Maximo lives with his widowed father and two elder brothers in a close family where everyone accepts Maximo for who he is: a twelve-year-old boy with feminine ways. Maximo falls for the block's new hunky policeman, who rescues Maximo from a potential back-alley rape (pun intended). But when his family has a run-in with the law (father to older son: "I raised you as a thief, not as a killer"), where should Maximo's loyalties lie? It's a small story, touching in place, but has tragic consequences.
As a westerner I found this film an opportunity to witness a different - but not that different - culture. One of the joys of independent cinema is that it gives you the chance to enjoy films that are both extraordinary and charming too. This is one such film.
What else can I say, that might be of use to a potential purchaser? Well, the original Tagalong-language title of the film alludes to the leaving behind of puberty, but the words employ a feminine gender to conflict with Maximo's masculine name.
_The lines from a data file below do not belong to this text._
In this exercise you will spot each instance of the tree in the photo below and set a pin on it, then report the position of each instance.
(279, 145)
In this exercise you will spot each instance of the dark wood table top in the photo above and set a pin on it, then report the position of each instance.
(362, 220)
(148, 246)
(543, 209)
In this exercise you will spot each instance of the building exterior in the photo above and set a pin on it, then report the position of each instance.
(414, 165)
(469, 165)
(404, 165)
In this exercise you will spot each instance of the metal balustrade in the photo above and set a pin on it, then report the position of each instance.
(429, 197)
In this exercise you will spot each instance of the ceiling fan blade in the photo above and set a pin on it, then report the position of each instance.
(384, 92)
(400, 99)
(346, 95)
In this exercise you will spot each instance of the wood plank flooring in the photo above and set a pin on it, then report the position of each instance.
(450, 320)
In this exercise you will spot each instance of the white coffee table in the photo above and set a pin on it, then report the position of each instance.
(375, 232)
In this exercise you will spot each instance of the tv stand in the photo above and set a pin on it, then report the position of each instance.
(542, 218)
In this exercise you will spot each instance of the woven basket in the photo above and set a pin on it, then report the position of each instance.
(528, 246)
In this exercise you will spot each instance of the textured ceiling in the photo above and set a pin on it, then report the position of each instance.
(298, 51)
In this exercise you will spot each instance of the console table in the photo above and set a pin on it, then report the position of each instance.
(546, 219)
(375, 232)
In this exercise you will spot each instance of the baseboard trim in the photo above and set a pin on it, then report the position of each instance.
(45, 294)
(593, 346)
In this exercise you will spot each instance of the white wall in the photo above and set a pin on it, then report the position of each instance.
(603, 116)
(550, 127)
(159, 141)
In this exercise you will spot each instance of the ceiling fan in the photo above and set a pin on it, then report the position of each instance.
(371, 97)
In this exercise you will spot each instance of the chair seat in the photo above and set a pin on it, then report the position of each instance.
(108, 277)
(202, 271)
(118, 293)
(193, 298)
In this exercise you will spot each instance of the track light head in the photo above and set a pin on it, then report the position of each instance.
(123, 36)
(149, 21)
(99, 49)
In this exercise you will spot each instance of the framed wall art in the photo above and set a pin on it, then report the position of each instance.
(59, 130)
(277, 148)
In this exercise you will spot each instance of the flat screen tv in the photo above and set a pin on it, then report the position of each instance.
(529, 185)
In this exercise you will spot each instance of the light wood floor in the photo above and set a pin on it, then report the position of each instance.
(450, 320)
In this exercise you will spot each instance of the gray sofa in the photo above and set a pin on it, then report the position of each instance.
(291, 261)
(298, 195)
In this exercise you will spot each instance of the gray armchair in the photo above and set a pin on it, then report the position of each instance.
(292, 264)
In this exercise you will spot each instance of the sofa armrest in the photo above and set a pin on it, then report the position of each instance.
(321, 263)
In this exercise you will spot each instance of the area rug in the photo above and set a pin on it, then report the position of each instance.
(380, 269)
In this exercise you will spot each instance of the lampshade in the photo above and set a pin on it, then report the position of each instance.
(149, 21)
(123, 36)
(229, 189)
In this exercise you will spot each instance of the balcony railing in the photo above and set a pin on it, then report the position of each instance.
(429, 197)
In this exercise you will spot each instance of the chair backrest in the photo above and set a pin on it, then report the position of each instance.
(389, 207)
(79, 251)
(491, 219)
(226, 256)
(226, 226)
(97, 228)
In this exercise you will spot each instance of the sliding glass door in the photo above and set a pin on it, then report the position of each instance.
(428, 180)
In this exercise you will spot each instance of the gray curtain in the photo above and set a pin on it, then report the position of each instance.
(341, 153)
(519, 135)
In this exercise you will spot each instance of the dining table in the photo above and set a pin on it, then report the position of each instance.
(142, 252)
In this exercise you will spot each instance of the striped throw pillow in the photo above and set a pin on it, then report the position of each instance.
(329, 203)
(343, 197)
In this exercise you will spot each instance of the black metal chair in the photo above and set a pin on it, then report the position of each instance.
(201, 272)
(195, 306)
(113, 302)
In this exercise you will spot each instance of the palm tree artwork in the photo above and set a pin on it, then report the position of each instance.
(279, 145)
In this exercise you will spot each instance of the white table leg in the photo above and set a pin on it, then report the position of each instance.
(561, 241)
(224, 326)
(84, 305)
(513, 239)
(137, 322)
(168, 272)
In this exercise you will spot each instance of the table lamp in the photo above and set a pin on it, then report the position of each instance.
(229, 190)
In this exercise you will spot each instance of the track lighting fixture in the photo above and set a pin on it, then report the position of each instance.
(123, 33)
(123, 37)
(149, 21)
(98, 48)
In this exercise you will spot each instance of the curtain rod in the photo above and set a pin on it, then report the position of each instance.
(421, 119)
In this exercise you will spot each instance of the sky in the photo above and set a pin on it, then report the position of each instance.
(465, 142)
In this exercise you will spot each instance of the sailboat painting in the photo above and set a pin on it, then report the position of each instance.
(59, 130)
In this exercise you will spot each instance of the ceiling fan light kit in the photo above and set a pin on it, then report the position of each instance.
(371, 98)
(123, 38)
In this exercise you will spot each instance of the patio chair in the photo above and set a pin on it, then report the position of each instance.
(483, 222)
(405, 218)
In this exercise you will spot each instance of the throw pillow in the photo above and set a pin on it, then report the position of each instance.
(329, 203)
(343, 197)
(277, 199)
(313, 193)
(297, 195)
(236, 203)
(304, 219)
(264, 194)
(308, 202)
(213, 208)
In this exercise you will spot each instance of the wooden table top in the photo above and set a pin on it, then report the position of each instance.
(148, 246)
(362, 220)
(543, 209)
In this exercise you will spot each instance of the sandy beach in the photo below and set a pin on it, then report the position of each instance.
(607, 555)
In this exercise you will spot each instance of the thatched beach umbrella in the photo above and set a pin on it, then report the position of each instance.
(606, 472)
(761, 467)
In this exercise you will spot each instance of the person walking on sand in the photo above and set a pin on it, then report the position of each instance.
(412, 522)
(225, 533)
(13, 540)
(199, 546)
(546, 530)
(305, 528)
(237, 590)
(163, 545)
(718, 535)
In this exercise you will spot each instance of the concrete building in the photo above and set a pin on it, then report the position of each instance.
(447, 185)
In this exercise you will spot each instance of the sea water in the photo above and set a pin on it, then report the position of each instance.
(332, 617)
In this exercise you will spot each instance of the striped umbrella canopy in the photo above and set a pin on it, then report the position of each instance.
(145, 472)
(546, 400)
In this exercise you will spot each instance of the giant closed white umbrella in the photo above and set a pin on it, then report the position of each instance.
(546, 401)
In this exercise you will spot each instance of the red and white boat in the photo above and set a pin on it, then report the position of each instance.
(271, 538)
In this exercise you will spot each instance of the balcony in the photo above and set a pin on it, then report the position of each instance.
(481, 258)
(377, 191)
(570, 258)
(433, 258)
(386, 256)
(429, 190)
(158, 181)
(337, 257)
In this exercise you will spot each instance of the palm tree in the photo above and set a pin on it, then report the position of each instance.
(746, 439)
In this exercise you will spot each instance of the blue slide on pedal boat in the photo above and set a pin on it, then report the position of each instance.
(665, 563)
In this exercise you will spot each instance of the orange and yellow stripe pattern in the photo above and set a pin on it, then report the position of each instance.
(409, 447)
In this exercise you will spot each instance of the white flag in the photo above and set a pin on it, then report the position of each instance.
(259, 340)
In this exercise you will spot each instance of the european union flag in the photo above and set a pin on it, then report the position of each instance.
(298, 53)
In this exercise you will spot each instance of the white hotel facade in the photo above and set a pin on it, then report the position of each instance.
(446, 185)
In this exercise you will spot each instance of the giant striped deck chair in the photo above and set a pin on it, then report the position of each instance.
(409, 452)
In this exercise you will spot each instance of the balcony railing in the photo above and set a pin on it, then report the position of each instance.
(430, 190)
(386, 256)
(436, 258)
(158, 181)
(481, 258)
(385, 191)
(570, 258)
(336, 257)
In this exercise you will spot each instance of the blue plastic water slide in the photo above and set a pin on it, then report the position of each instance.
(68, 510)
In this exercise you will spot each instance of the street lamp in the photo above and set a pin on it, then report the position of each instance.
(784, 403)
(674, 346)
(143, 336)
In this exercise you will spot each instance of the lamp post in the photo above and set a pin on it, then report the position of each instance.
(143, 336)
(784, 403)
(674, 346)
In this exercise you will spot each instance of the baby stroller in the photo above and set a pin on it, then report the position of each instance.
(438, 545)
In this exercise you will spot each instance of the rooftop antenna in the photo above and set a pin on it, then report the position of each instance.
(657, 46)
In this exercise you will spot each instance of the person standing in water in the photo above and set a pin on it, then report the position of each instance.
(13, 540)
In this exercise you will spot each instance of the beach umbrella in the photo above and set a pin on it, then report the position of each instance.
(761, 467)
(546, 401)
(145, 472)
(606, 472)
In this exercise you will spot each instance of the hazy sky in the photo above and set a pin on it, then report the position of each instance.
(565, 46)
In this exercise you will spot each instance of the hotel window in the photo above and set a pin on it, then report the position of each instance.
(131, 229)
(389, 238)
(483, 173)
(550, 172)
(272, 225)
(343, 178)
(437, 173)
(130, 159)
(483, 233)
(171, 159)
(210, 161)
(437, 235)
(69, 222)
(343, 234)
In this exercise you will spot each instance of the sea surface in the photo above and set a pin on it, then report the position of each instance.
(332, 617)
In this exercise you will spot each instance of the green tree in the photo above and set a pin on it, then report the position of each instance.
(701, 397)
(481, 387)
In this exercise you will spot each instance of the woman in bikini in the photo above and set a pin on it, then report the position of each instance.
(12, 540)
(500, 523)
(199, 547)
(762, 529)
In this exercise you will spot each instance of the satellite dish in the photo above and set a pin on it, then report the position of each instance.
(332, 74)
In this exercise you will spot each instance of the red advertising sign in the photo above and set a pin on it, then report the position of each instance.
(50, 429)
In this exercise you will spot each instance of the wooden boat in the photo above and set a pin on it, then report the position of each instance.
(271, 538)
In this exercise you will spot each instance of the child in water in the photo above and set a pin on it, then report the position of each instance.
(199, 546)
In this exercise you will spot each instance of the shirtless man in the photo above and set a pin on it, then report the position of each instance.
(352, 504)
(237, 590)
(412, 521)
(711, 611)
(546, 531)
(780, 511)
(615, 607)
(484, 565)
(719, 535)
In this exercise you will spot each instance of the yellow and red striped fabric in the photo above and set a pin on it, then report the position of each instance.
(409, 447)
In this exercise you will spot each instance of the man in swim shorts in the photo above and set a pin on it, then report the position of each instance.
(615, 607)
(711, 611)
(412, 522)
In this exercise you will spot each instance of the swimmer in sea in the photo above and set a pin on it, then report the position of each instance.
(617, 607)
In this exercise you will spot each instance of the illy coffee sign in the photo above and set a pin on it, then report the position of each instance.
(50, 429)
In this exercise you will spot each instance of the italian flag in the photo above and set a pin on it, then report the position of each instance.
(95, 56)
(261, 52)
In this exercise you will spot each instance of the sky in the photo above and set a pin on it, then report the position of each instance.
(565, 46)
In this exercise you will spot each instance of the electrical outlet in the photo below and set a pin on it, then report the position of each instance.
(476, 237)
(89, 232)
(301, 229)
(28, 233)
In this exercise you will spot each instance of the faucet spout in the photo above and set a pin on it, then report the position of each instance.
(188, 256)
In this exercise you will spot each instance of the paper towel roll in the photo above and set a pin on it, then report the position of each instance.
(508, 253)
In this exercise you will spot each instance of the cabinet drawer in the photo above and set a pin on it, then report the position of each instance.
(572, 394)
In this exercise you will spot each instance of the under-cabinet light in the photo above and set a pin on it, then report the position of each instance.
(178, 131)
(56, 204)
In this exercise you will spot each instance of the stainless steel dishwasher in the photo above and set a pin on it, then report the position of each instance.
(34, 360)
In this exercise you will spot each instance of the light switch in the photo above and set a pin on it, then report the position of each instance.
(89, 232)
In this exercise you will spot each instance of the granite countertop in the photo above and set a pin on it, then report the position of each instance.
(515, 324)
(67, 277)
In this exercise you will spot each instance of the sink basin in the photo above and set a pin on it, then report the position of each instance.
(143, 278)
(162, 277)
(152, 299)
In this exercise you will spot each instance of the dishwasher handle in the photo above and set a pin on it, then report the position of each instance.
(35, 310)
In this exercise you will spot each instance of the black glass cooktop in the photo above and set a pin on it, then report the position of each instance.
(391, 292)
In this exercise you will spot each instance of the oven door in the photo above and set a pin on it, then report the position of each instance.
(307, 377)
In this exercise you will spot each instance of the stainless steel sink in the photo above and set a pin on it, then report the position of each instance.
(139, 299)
The attempt at a Miss Universe contest - and the accompanying overacting - by the local gayboys is mildly amusing. The film has a 15 certificate, supposedly because it contains strong language. Ha! So we can forget the portrayal of street violence, then?
There are a number of extras on this disc. In the director's commentary (in English) we learn of his background in documentary film-making. He is also a playwright and theatre director. He says he had interviewed local gay boys for the part, but they were either too self-conscious or overacted. As for Nathan Lopez, who took on the role, he had to learn to walk and talk the part by focussing partly on his elder sister. He was initially not keen to do the role, and neither were his family, but both his father and his sister end up in the film too!
The extras also include an eighteen-minute Q&A with the director at the 2006 London Film Festival. Is the film autobiographical? Well, partly. He came out when he was thirteen as a gayboy and his first love was an officer when he later did his military training.